Endothelial RelA response. BOEC (blood outgrowth endothelium) were stimulated in vitro with IL1β and TNFα. The resulting RelA (NFκB component p65) response of the BOEC from sickle patients that do have Circle of Willis disease by independent criteria (A, for at-risk) showed exaggerated RelA response, compared to BOEC from sickle patients without Circle of Willis disease (N, for not-at-risk).

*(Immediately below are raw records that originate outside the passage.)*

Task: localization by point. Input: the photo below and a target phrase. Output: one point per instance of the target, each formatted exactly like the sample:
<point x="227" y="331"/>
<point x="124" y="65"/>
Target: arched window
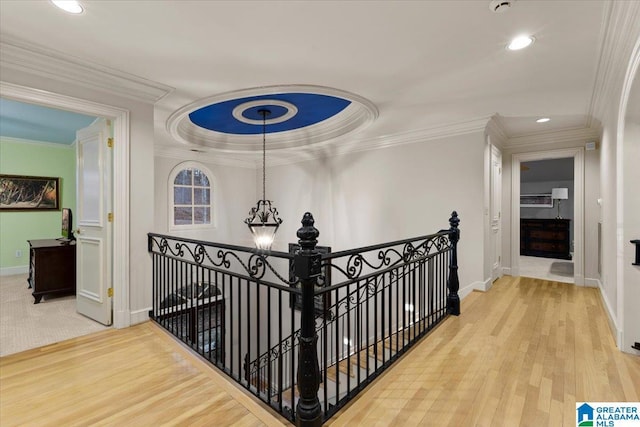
<point x="190" y="196"/>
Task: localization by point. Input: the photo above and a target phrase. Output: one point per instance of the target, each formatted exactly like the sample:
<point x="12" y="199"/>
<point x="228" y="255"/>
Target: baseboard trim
<point x="12" y="271"/>
<point x="140" y="316"/>
<point x="613" y="325"/>
<point x="463" y="292"/>
<point x="484" y="286"/>
<point x="591" y="283"/>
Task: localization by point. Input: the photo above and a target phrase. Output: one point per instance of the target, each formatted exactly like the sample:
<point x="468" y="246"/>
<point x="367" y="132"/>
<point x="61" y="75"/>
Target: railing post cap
<point x="308" y="234"/>
<point x="454" y="220"/>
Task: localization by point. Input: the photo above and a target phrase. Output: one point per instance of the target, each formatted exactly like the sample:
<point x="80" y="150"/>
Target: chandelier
<point x="263" y="219"/>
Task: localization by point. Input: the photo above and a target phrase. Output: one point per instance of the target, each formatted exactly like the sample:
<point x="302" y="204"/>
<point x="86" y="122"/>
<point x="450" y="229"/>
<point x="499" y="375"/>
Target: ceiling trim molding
<point x="621" y="29"/>
<point x="495" y="130"/>
<point x="214" y="158"/>
<point x="555" y="137"/>
<point x="422" y="135"/>
<point x="48" y="144"/>
<point x="23" y="56"/>
<point x="344" y="145"/>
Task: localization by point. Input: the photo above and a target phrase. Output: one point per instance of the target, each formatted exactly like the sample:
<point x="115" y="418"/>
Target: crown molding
<point x="554" y="137"/>
<point x="620" y="32"/>
<point x="209" y="157"/>
<point x="495" y="129"/>
<point x="422" y="135"/>
<point x="23" y="56"/>
<point x="48" y="144"/>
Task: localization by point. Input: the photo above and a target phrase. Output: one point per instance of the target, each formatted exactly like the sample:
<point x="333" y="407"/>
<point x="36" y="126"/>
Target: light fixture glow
<point x="520" y="42"/>
<point x="71" y="6"/>
<point x="263" y="219"/>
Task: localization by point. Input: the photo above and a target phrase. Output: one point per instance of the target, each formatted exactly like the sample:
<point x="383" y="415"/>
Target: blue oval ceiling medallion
<point x="299" y="115"/>
<point x="297" y="110"/>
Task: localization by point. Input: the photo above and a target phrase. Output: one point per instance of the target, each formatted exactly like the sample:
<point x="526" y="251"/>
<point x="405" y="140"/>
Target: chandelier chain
<point x="264" y="155"/>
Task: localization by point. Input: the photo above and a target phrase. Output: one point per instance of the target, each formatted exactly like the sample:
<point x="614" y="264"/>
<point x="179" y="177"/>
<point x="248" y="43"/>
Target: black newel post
<point x="453" y="284"/>
<point x="307" y="269"/>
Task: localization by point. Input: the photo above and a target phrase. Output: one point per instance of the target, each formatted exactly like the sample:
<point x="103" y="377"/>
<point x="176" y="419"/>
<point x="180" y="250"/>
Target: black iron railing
<point x="304" y="332"/>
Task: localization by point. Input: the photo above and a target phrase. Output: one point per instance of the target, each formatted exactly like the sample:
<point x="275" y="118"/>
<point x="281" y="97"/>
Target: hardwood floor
<point x="521" y="354"/>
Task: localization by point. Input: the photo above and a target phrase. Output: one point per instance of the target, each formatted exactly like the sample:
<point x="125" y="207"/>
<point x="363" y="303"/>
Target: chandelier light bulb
<point x="70" y="6"/>
<point x="520" y="42"/>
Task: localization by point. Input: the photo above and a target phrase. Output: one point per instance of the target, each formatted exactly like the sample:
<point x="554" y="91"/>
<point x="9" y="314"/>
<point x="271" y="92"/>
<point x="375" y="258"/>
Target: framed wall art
<point x="29" y="193"/>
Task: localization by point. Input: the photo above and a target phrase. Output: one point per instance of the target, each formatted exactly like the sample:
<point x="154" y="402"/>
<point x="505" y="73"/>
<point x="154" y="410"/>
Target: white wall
<point x="630" y="193"/>
<point x="378" y="196"/>
<point x="234" y="194"/>
<point x="141" y="176"/>
<point x="620" y="280"/>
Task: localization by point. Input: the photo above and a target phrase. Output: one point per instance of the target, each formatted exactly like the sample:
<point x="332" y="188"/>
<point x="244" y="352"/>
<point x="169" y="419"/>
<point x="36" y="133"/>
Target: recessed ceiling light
<point x="520" y="42"/>
<point x="71" y="6"/>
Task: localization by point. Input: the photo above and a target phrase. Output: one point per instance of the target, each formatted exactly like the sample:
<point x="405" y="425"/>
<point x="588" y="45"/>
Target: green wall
<point x="34" y="159"/>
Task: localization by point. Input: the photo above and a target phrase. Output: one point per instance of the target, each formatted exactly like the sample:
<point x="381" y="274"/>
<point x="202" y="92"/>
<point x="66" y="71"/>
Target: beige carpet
<point x="25" y="325"/>
<point x="547" y="269"/>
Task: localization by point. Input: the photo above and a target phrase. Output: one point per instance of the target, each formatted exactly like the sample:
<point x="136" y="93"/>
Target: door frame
<point x="120" y="120"/>
<point x="578" y="205"/>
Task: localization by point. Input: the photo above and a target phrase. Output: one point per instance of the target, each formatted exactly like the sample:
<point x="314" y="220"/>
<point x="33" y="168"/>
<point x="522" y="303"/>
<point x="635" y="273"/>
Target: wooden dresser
<point x="547" y="238"/>
<point x="52" y="267"/>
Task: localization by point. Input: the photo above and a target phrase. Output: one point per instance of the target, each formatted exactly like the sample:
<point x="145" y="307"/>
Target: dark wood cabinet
<point x="549" y="238"/>
<point x="52" y="267"/>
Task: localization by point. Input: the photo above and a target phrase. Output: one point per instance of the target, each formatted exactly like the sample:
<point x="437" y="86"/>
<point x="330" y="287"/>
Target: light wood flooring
<point x="522" y="353"/>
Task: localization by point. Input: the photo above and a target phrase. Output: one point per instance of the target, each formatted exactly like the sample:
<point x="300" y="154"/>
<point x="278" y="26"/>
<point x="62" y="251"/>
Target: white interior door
<point x="496" y="214"/>
<point x="93" y="219"/>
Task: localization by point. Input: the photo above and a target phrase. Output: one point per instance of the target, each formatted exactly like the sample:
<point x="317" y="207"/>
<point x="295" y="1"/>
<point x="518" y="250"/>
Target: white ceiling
<point x="424" y="64"/>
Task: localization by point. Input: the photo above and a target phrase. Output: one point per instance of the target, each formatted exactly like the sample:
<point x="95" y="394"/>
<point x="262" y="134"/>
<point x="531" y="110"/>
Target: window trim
<point x="171" y="202"/>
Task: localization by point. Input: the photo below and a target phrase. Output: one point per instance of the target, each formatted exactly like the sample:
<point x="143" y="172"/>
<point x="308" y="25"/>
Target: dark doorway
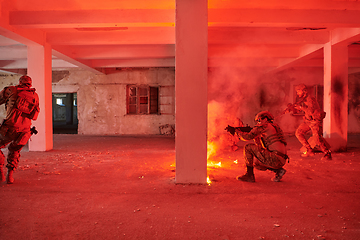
<point x="65" y="119"/>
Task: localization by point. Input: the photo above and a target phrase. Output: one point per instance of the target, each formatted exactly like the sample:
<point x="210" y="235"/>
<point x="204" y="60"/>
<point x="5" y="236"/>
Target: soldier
<point x="313" y="120"/>
<point x="22" y="106"/>
<point x="269" y="150"/>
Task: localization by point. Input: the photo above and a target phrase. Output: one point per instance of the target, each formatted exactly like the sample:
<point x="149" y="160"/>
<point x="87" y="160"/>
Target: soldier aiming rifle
<point x="269" y="150"/>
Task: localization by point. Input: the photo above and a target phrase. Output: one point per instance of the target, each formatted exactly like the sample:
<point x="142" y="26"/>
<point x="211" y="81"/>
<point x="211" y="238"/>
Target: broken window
<point x="142" y="99"/>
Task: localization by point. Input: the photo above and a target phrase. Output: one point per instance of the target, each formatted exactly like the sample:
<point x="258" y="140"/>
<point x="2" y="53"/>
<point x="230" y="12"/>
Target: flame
<point x="211" y="149"/>
<point x="208" y="180"/>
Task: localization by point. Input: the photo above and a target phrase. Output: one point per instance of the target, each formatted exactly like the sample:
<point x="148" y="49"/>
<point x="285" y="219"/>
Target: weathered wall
<point x="236" y="94"/>
<point x="354" y="103"/>
<point x="232" y="94"/>
<point x="102" y="100"/>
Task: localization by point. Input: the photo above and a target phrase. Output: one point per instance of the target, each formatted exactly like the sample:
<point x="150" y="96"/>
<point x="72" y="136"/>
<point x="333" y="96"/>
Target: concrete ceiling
<point x="100" y="35"/>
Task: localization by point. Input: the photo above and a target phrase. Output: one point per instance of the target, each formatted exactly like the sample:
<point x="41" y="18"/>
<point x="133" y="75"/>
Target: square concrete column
<point x="40" y="70"/>
<point x="191" y="70"/>
<point x="336" y="95"/>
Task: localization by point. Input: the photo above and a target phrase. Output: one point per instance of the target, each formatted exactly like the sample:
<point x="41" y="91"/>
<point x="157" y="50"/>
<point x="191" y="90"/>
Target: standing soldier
<point x="269" y="150"/>
<point x="22" y="106"/>
<point x="313" y="120"/>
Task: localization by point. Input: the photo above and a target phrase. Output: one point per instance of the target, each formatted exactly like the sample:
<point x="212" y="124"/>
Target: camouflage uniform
<point x="22" y="106"/>
<point x="264" y="158"/>
<point x="269" y="150"/>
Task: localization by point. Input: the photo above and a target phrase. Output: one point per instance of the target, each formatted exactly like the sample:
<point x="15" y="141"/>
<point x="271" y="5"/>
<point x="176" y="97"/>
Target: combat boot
<point x="10" y="178"/>
<point x="279" y="173"/>
<point x="2" y="175"/>
<point x="327" y="156"/>
<point x="248" y="176"/>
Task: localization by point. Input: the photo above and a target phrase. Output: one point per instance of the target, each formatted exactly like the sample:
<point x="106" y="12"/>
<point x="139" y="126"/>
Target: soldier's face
<point x="300" y="93"/>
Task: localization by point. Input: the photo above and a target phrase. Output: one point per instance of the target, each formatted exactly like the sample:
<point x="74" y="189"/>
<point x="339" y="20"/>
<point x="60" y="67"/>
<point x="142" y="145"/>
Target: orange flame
<point x="211" y="149"/>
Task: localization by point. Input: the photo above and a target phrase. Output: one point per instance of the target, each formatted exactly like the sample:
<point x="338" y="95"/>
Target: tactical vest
<point x="26" y="103"/>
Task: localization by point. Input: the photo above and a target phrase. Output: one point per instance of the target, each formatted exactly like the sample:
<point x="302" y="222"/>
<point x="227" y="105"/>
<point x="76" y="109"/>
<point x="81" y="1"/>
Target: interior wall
<point x="234" y="95"/>
<point x="102" y="100"/>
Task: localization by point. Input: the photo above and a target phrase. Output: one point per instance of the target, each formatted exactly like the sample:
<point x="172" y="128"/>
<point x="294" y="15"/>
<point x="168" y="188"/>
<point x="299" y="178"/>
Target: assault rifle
<point x="231" y="129"/>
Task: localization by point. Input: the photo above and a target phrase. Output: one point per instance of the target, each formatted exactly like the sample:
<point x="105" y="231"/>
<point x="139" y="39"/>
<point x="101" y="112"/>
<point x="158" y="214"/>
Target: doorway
<point x="65" y="119"/>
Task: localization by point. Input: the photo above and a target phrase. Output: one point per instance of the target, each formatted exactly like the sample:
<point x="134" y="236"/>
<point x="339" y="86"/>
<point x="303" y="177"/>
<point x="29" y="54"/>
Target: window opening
<point x="142" y="99"/>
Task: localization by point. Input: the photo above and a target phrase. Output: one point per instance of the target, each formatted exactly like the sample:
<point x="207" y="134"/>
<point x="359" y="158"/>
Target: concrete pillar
<point x="40" y="70"/>
<point x="336" y="95"/>
<point x="191" y="91"/>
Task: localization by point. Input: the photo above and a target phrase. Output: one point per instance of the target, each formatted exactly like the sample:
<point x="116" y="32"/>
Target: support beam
<point x="191" y="91"/>
<point x="39" y="69"/>
<point x="336" y="95"/>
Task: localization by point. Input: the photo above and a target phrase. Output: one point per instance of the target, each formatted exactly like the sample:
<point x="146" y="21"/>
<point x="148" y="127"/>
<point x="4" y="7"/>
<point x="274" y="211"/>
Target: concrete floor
<point x="108" y="187"/>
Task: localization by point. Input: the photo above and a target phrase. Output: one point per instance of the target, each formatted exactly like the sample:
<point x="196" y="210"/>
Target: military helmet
<point x="301" y="87"/>
<point x="264" y="114"/>
<point x="25" y="80"/>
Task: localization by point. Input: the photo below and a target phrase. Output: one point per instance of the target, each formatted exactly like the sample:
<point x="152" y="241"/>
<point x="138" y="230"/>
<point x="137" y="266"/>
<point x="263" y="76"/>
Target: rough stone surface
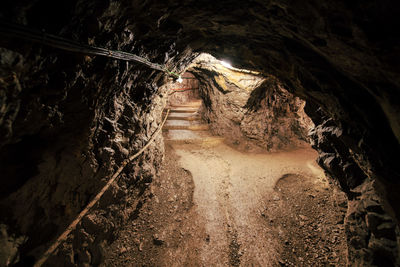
<point x="251" y="111"/>
<point x="68" y="120"/>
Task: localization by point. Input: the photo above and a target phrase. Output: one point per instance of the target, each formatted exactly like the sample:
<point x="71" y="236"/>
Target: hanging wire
<point x="12" y="30"/>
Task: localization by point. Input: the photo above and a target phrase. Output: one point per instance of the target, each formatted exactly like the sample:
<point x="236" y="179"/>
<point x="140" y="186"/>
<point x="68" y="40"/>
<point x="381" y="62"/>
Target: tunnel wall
<point x="252" y="112"/>
<point x="68" y="121"/>
<point x="59" y="109"/>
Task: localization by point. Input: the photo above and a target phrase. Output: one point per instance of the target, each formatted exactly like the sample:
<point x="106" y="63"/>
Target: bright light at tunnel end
<point x="226" y="64"/>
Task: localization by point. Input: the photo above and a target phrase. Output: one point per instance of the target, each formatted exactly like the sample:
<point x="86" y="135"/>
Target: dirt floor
<point x="215" y="206"/>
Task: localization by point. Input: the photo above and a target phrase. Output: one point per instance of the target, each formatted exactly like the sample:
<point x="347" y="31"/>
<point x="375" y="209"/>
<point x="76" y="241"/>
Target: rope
<point x="72" y="226"/>
<point x="12" y="30"/>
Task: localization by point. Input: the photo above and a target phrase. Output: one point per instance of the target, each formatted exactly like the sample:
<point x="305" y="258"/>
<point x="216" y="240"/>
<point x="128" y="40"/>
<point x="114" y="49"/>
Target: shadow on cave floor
<point x="215" y="206"/>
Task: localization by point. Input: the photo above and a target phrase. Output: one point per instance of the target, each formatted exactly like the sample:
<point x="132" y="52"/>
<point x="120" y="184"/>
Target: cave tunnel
<point x="123" y="123"/>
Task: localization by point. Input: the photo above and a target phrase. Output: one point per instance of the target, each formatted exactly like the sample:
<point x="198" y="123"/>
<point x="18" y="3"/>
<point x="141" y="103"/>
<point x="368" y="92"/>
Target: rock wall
<point x="68" y="121"/>
<point x="187" y="90"/>
<point x="252" y="112"/>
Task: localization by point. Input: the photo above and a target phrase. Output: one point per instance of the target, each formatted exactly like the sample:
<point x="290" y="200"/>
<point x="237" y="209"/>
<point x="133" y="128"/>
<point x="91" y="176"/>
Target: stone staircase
<point x="184" y="125"/>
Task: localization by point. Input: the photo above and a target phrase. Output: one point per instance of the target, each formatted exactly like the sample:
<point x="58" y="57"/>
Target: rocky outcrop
<point x="67" y="123"/>
<point x="372" y="234"/>
<point x="251" y="111"/>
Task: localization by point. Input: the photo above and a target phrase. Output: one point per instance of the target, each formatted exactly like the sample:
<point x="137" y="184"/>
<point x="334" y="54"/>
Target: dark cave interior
<point x="69" y="120"/>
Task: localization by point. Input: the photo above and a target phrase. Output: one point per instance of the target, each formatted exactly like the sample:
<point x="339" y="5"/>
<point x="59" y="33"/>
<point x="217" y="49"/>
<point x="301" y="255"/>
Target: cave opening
<point x="243" y="139"/>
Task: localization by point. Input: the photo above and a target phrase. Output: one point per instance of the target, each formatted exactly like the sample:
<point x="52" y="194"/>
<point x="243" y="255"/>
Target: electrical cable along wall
<point x="14" y="31"/>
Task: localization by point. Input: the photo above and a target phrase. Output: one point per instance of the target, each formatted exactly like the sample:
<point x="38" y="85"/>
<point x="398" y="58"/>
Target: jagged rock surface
<point x="252" y="112"/>
<point x="60" y="113"/>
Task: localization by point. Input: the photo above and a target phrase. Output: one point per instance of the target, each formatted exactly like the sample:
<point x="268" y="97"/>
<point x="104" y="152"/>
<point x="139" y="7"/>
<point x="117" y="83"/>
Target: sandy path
<point x="229" y="191"/>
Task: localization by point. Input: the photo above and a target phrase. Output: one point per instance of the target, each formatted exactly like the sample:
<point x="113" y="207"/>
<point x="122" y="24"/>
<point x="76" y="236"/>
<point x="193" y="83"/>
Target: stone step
<point x="194" y="104"/>
<point x="186" y="118"/>
<point x="194" y="127"/>
<point x="182" y="110"/>
<point x="188" y="136"/>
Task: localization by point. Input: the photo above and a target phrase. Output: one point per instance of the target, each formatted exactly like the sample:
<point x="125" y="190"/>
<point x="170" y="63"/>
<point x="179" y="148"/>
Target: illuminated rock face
<point x="253" y="112"/>
<point x="67" y="121"/>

This suggests that the sickle patients who have Circle of Willis vessel disease exhibit exaggerated inflammatory responses, due to their own accumulation of genetic polymorphisms affecting gene expression. Obtained with permission from Milbauer LC, et al., Genetic endothelial systems biology of sickle stroke risk. Blood 2008, 111, 3872–9.